Use the class Model to instantiate a neural network. This instance can be trained using the train method. Currently, this model can be applied only on binary classification problems.

Using the Model

Use the model as following:

m = Model()
m.add_layers([2, 5, 3, 1])
X = # TRAINING EXAMPLES
Y = # TRAINING LABELS

m.train(X, Y, iterations = 50, alpha = 0.1, verbose = False)

Keep the following points in mind:

  • In the add_layers() method, pass on a list of nodes you want for each layer, starting with the number of features as the first value. Each layer is a densely connected layer. The output node must be set to 1 currently (since only binary classification is implemented at the moment)
  • You can add as many hidden layers as you want. The list of layers should look something like this: [NUMBER OF FEATURES, NODES OF LAYER 2, NODES OF LAYER 3...., NODES OF LAYER K, 1]
  • The shape of examples must be (NUMBER OF FEATURES, NUMBER OF EXAMPLES)
  • The shape of labels must be (1, NUMBER OF EXAMPLES)

Training Parameters

When calling the model.train() method, you can use the following parameters (Parameters are listed in sequence):

  • X = training examples
  • Y = training labels
  • iterations = default value is set to 10. This is the number of times the training loop will run for
  • alpha = default value is set to 0.001. This is the learning rate
  • decay = default value is set to True. This is a boolean which will check for whether or not learning rate decays as training progresses
  • decay_iter = default value is 5. This is the number of iterations after which learning rate will be decayed
  • decay_rate = default valye is 0.9. This is the rate with which the learning rate will be reduced i.e. if decay was alpha, after number of decay_iter iterations, the new value will be alpha * decay_rate
  • stop_decay_counter = default value is 100. This is the maximum number of changes that can happen to the learning rate while training
  • verbose = default is set to True. If this is set to true, the model will display the value for Cost after each iteration
  • lam = default is set to 0. This is the l2 regularization parameter

Predictions, Evaluations and Plots

You can use the model.evaluate(X, Y) method to evaluate your test set(s). This returns a float accuracy score. You can use the model.predict(X) method to get predictions on new data. This will return a numpy array with the predicted labels (0 or 1). There are three plotting methods you can use after training to plot cost, accuracy and learning rate called model.plot_cost(), model.plot_acc() and model.plot_alpha()

Activation Functions

Currently, all the hidden units will have relu activation function and the output layer has the sigmoid activation function

Training Loop

The training loop does the following:

  • As a first step, it initializes all the parameters of all the layers
  • Then, the loop starts for the given number of iterations (full training set is used in each iteration)
  • Inside the loop, forward propagation is applied, then the cost is calculated, then the gradients are calculated and finally, the parameters are updated.

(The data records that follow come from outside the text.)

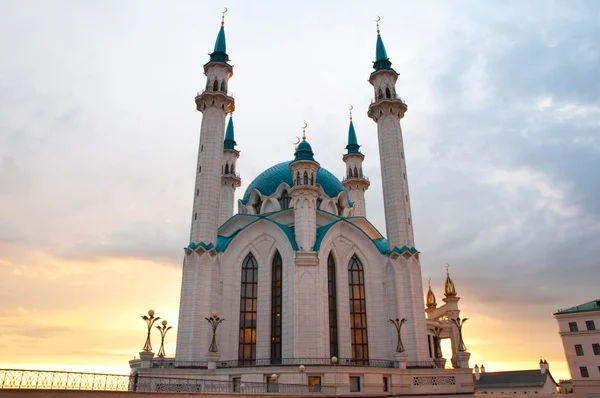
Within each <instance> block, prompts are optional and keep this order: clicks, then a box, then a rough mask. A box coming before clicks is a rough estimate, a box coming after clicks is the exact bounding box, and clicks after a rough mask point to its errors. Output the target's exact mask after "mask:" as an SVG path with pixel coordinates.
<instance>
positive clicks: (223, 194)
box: [219, 116, 242, 225]
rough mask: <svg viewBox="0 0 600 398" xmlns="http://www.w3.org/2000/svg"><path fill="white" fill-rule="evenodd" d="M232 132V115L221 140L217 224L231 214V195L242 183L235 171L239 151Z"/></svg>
mask: <svg viewBox="0 0 600 398" xmlns="http://www.w3.org/2000/svg"><path fill="white" fill-rule="evenodd" d="M235 145H236V143H235V138H234V133H233V116H232V117H230V118H229V123H228V124H227V130H226V132H225V141H224V142H223V160H222V163H221V173H222V176H221V199H220V200H219V225H222V224H223V223H224V222H225V221H227V220H229V219H230V218H231V216H233V195H234V193H235V189H236V188H238V187H239V186H240V185H241V184H242V180H241V179H240V175H239V174H238V173H237V172H236V169H237V168H236V162H237V159H238V158H239V157H240V151H237V150H236V149H235Z"/></svg>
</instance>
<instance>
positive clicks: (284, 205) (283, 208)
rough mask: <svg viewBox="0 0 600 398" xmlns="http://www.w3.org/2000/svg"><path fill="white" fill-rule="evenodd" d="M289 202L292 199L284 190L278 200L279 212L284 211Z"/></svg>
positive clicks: (286, 208) (289, 201)
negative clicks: (278, 204) (280, 207)
mask: <svg viewBox="0 0 600 398" xmlns="http://www.w3.org/2000/svg"><path fill="white" fill-rule="evenodd" d="M291 200H292V198H291V197H290V194H289V193H287V191H285V190H284V191H283V192H282V193H281V197H280V198H279V205H280V206H281V210H285V209H287V208H289V207H290V201H291Z"/></svg>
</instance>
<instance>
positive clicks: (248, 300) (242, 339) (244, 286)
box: [238, 253, 258, 365]
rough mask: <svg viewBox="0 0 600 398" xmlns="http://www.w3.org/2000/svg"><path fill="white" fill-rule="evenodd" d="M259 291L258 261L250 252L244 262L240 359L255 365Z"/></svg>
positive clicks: (238, 349) (243, 262)
mask: <svg viewBox="0 0 600 398" xmlns="http://www.w3.org/2000/svg"><path fill="white" fill-rule="evenodd" d="M257 293H258V263H257V262H256V259H255V258H254V256H253V255H252V253H250V254H248V255H247V256H246V258H245V259H244V262H243V263H242V288H241V294H240V343H239V348H238V360H239V361H240V365H241V364H245V365H253V364H254V360H255V359H256V308H257Z"/></svg>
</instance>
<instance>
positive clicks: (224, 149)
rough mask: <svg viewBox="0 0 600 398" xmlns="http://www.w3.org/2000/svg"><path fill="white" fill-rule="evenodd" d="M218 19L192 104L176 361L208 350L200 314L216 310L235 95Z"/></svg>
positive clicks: (209, 329) (224, 34)
mask: <svg viewBox="0 0 600 398" xmlns="http://www.w3.org/2000/svg"><path fill="white" fill-rule="evenodd" d="M223 22H224V21H223V20H221V29H220V30H219V34H218V36H217V42H216V43H215V49H214V51H213V52H212V54H210V61H209V62H208V63H206V64H205V65H204V74H205V75H206V87H205V89H204V90H202V91H201V92H199V93H198V95H197V96H196V108H197V109H198V110H199V111H200V112H202V114H203V116H202V127H201V128H200V145H199V146H200V147H199V148H198V164H197V167H196V185H195V187H194V209H193V212H192V228H191V233H190V244H189V246H188V247H187V248H186V251H185V257H184V258H183V272H182V277H181V297H180V301H179V323H178V325H177V352H176V357H177V359H178V360H180V361H205V360H206V358H207V356H209V355H210V354H211V353H209V352H208V347H209V346H210V339H211V330H210V326H209V325H208V323H207V322H206V321H205V318H206V317H207V316H210V314H211V313H212V312H213V311H218V310H219V308H218V303H217V302H215V296H216V295H215V294H213V293H214V289H213V287H214V286H213V281H214V280H215V279H216V277H215V272H218V267H215V257H216V256H215V254H216V251H215V247H216V246H217V242H216V241H217V228H218V227H219V215H220V213H219V211H218V210H219V202H220V200H219V199H220V195H221V194H222V192H221V184H222V179H223V174H222V171H221V164H222V163H223V159H224V153H223V152H224V151H225V144H224V141H223V135H224V134H225V118H226V115H227V114H228V113H231V112H233V110H234V107H235V103H234V99H233V98H232V97H231V95H230V94H228V93H227V83H228V81H229V78H230V77H231V75H232V74H233V68H232V67H231V65H229V64H228V63H227V61H229V56H228V55H227V52H226V47H225V30H224V28H223V25H224V23H223ZM231 127H232V128H233V124H232V125H231ZM234 171H235V170H234ZM232 207H233V203H232ZM224 211H225V210H224ZM230 211H231V210H230Z"/></svg>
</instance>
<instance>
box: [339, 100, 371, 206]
mask: <svg viewBox="0 0 600 398" xmlns="http://www.w3.org/2000/svg"><path fill="white" fill-rule="evenodd" d="M359 148H360V145H358V141H357V140H356V131H354V123H352V107H350V128H349V129H348V145H346V149H347V150H348V152H347V153H346V154H344V157H343V158H342V159H343V160H344V163H346V177H345V178H344V179H343V184H344V187H345V188H346V190H347V191H348V194H349V195H350V200H351V201H352V202H354V216H356V217H366V216H367V208H366V205H365V191H366V190H367V189H369V185H370V184H371V183H370V182H369V179H368V178H367V177H365V176H364V175H363V172H362V163H363V161H364V160H365V155H363V154H362V153H360V151H359Z"/></svg>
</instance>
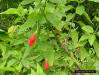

Example - Recognising Hand Written 0s and 1s from MNIST

I wanted to apply the neural network model to the MNIST dataset, and perhaps I'll do that in the next iteration, but at the moment the model can only do binary classification, not multi-class classification. So, I decided to try and train the model on only the hand-written 0s and 1s from the MNIST dataset.

The model architecture was [784, 64, 64, 1] and was trained for 60 iterations (batch gradient descent) with learning rate set to 0.003 and regularization parameter set to 4. The resulting accuracy on a test set was ~97%.